If errors are not detected, they can have serious consequences. Logs help us understand the cause and impact of errors, including when they happened, what happened, and what needs to be done to fix them. This information is useful for understanding and fixing errors.

This graph shows log lines that contain the word error over time.

The graph shows the count of logs that contain the word error over a certain period of time.

The graph shows the count of logs that contain the word error over a certain period of time.

You can see a few errors followed by periods of stability. A significant spike occurs shortly after 12pm, which is roughly when the application restarted. We can view the individual log events by clicking on the spike and selecting Show Logs. You'll be taken to the Log Viewer. There you'll see all log lines from that date and time.

To investigate further, select and individual log line and click View in Context, to see the log lines surrounding the error. In this example, someone or something repeatedly tried to log into the PostgreSQL database as an administrator with the wrong credentials. PostgreSQL to logged an error each time the user was denied.

View log lines in context to see lines surrounding the log line

View log lines in context to see lines surrounding the log line

Detecting Unusual Behavior

Log volume is a basic but important metric. Sudden changes in log volume can indicate errors, software or hardware failures, performance problems, or problems with the logging infrastructure itself. Restarting a server naturally results in a surge in log volume, which we can easily detect by charting log volume over time. However, any other surges could indicate larger problems. As shown below, our virtual machine experienced two major spikes in log volume followed by a period of relative inactivity:

Graph of a virtual machine showing two log spikes

Graph of a virtual machine showing two log spikes

To learn more about the cause of these spikes, we can click on the peak of each spike and use the Show Logs button to view the logs in the Mezmo dashboard. As it turns out, the first spike is the result of logs generated during the virtual machine’s startup process, which is expected. The second spike, however, consists entirely of logs generated by the popularity-contest service, which records statistics about the software installed on the system. Although popularity-contest only ran for a short time, it generated almost an equivalent volume of log data as the startup process.

To get a better idea of the impact that popularity-contest had on log volume, we can add a new plot to the total volume chart and filter the app field to only show events originating from popularity-contest:

Graph showing log spikes filtered by app name to determine which apps or processes were casing the spikes

Graph showing log spikes filtered by app name to determine which apps or processes were casing the spikes

Investigate With Histograms

You may want to count log volume by a specific field, such as the log-level, host, application, or a custom tag. For example, plot out log volume based on the service that generated each event (stored in the app field). In the example, you can see, the popularity-contest service generates the greatest number of messages, followed by the virtual machines syslog service and daemon log.
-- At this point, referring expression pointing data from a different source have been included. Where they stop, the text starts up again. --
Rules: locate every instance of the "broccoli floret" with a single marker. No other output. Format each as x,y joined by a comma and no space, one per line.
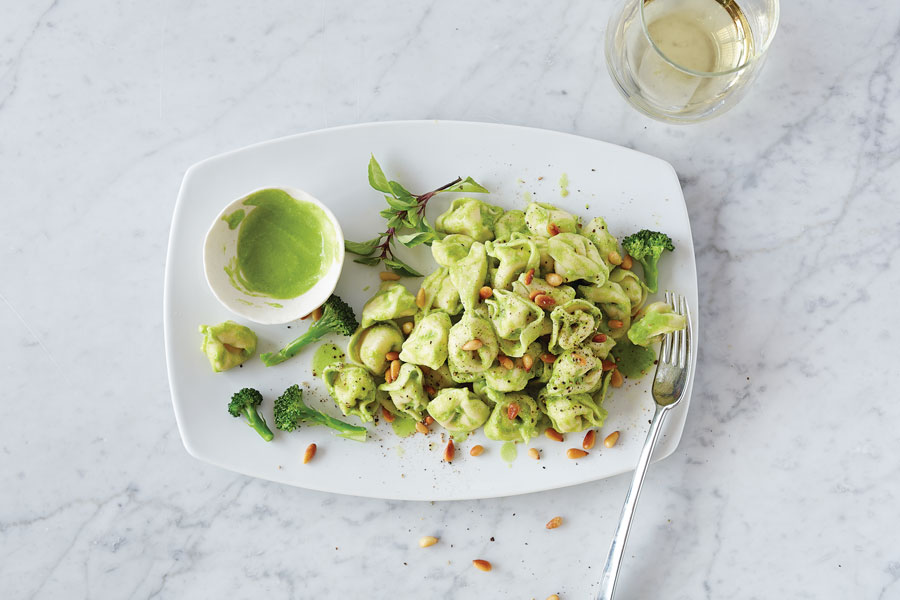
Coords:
646,247
290,411
337,317
244,403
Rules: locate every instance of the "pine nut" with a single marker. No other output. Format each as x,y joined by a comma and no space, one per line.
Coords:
575,453
481,565
553,434
616,380
449,451
554,279
611,439
589,438
544,301
310,452
472,345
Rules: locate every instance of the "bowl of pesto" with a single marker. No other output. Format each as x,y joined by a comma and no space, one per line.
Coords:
274,255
Histogram showing log volume compared across apps.

Histogram showing log volume compared across apps.

If we create a histogram using the level field instead of the app field, we see that most of these messages are either info or debug logs. There are still a few warning, error, and fatal logs to investigate.
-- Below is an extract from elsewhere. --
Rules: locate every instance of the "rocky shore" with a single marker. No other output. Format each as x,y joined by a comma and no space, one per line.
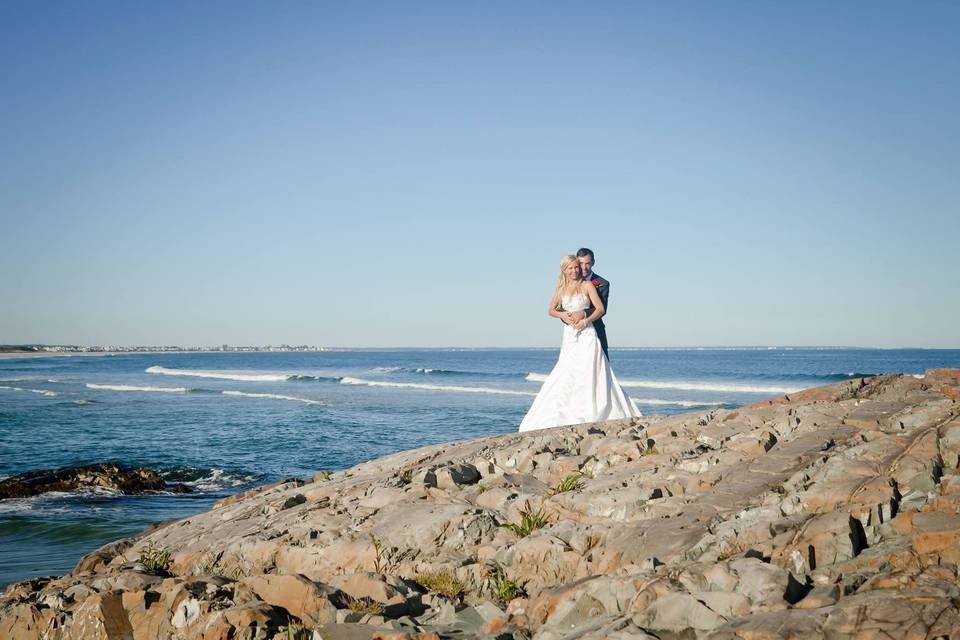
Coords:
92,477
834,512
Histogram showing log volume by type

Histogram showing log volume by type

We can click on the popularity-contest spike and use the Show Logs button to view log entries originating from the service.

Log viewer showing logs from the service popularity-contest. These logs are related to the log spike.

Log viewer showing logs from the service popularity-contest. These logs are related to the log spike.

The solution to this problem was to disable the popularity-contest service. This resulted in slightly faster startup times, less network traffic, and lower log volumes.

Analyzing Changes in Performance

We can use visualization tools to track application performance metrics, including response times, response sizes, and request volumes. For example, our web application logs the size of each response in bytes. After the restart, the average response size started significantly higher than usual. Shortly after, the response size fell to a low and steady average.

Average response time of a web application. There is a big spike, the normalizes.

Average response time of a web application. There is a big spike, the normalizes.

Using percentiles, we can track metrics that fall far outside of the average, such as unusually large responses. We can do this in Mezmo by changing the metric measured from Averages to 99th Percentile, which displays the top 1% of response sizes over the same period of time:

The web application spike is charted to the 99th percentile to display the top 1% of response sizes over the same period of time. The spike was not normal.

The web application spike is charted to the 99th percentile to display the top 1% of response sizes over the same period of time. The spike was not normal.

You can see the log messages for each data point on the chart. For example, the large responses were caused by users having to re-cache an asset-heavy page after the application was restarted. Once users stopped caching this page, the extremes fell to within 2–3 KB of the average. We can mitigate this by reducing the size of the page, updating the web server caching configuration, or by placing the server behind a content delivery network.